In 2014, we audited the compliance of ourselves and our referrers against the six NICE quality statements on constipation in children and young people (Box 1). Using a random sample of 50 patients from our caseload, we found GPs were not fully compliant and, for some quality statements, 100% were non-compliant.
Developing useful resources
How could we help GPs and parents treat children with constipation effectively and early, to reduce referrals to paediatric consultants, A&E visits and hospital admissions? After unsuccessful attempts at connecting with local clinical commissioning groups and GPs, we explored the idea of recording a video, which would allow us to:
- Spread the message locally and UK wide;
- Reach many more parents than our clinics ever could;
- Provide a resource that parents could learn from in their own time;
- Provide easily accessible information to anyone who needed it.

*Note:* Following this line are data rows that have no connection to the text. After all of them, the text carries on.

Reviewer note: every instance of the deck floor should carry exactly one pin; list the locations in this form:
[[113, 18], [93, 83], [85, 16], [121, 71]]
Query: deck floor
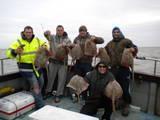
[[66, 103]]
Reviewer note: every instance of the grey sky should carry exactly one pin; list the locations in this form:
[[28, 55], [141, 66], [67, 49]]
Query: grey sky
[[139, 20]]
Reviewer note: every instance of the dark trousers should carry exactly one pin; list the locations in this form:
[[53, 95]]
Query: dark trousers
[[81, 69], [123, 77], [91, 107]]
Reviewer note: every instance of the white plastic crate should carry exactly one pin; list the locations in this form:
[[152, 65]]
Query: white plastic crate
[[16, 104]]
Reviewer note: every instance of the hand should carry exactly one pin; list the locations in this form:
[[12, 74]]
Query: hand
[[19, 50], [93, 38], [47, 34], [132, 49]]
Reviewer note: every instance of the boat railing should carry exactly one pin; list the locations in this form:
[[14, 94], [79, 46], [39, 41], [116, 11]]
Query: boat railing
[[156, 61], [7, 65]]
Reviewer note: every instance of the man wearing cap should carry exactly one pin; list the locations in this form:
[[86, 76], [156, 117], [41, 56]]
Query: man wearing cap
[[122, 73], [84, 64], [98, 80]]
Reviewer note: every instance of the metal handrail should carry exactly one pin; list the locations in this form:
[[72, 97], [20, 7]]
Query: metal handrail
[[151, 59], [140, 58], [2, 64]]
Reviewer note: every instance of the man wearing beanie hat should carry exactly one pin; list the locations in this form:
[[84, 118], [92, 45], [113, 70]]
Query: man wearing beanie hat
[[84, 63], [122, 73], [98, 80]]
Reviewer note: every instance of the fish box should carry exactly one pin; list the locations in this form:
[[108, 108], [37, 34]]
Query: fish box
[[16, 104]]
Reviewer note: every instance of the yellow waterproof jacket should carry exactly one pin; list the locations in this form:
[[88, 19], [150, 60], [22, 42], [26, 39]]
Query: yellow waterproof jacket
[[29, 52]]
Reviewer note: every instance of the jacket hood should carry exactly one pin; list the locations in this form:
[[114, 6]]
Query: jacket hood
[[121, 34], [24, 37]]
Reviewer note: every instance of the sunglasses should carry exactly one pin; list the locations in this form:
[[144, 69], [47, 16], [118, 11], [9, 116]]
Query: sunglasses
[[102, 66]]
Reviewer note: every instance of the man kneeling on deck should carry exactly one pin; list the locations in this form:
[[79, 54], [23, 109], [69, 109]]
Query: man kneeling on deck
[[98, 79]]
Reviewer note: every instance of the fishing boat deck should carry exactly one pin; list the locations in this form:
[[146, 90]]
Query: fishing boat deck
[[66, 103]]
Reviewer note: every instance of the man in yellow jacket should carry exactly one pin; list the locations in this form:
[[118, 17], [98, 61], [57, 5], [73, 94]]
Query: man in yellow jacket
[[24, 50]]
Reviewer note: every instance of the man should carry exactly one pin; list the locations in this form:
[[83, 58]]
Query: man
[[122, 73], [57, 66], [24, 50], [98, 80], [84, 64]]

A conversation with our director for strategic development and performance led us to NHS Elect and, in 2015, it agreed to fund a 15-minute video and microsite (which can be viewed on a smartphone).
We decided to focus the video on how to use macrogols and wrote a script explaining how constipation develops in children, how it can be resolved using a macrogol, and what regimens to follow for disimpaction and maintenance. We tried to answer parents’ most common questions and concerns. In March 2016, the video was filmed, animated and post-produced.
The video and microsite were launched in September 2016 and the video posted on YouTube in December 2016. We were unable to promote it as much as we wanted but it has been picked up by parents and shared on social media.
The video has had over 2,000 views on YouTube and between 1 February 2017 and 31 January 2018, our microsite has had 10,366 visits and 18,876 page views. Recent statistics show it has been visited by people in more than 10 countries.
“We were truly impressed by this initiative, which allows patients to feel empowered and is based on impressive qualitative data” (Judges’ feedback)
The message is reaching health professionals: paediatric consultants and the Autistic Society have thanked us for making the video, while our consultants have shared it with counterparts in India, Australia and other countries. The video is watched by children and shared in schools and nurseries; adult services are using it and parents have shared it with relatives who have been prescribed a macrogol.
A member of Dartford, Gravesham and Swanley CCG saw the video and was keen to ensure that childhood constipation is managed correctly in the community. Together, we designed a referral pathway for GPs that:
- Signposts GPs to the NICE quality statements;
- Reminds them to prescribe a macrogol as the first-line treatment;
- Prompts them to give parents the URL for our microsite and tell them to watch our video.
Childhood constipation can be effectively treated if it is caught early, and if parents are supported by their GPs and given the right advice from the start. Parents also need to be patient, encouraging and supportive. Our video is helping many professionals, children and families, so we would like to make other videos on related issues such as toileting, rewards, fear and withholding behaviour, children who will only pass stools in nappies, and personal care in school. We are currently trying to source funding for this.
- Childhood constipation can have devastating consequences for children and families
- Early and correct treatment can prevent acute constipation from becoming chronic
- The first-line treatment for constipation in children and adolescents is an oral macrogol
- Parents need to know how to use macrogols effectively
- An online video is helping parents and GPs to treat childhood constipation more effectively
National Institute for Health and Care Excellence (2014) Constipation in Children and Young People.
National Institute for Health and Care Excellence (2010) Constipation in Children and Young People: Diagnosis and Management.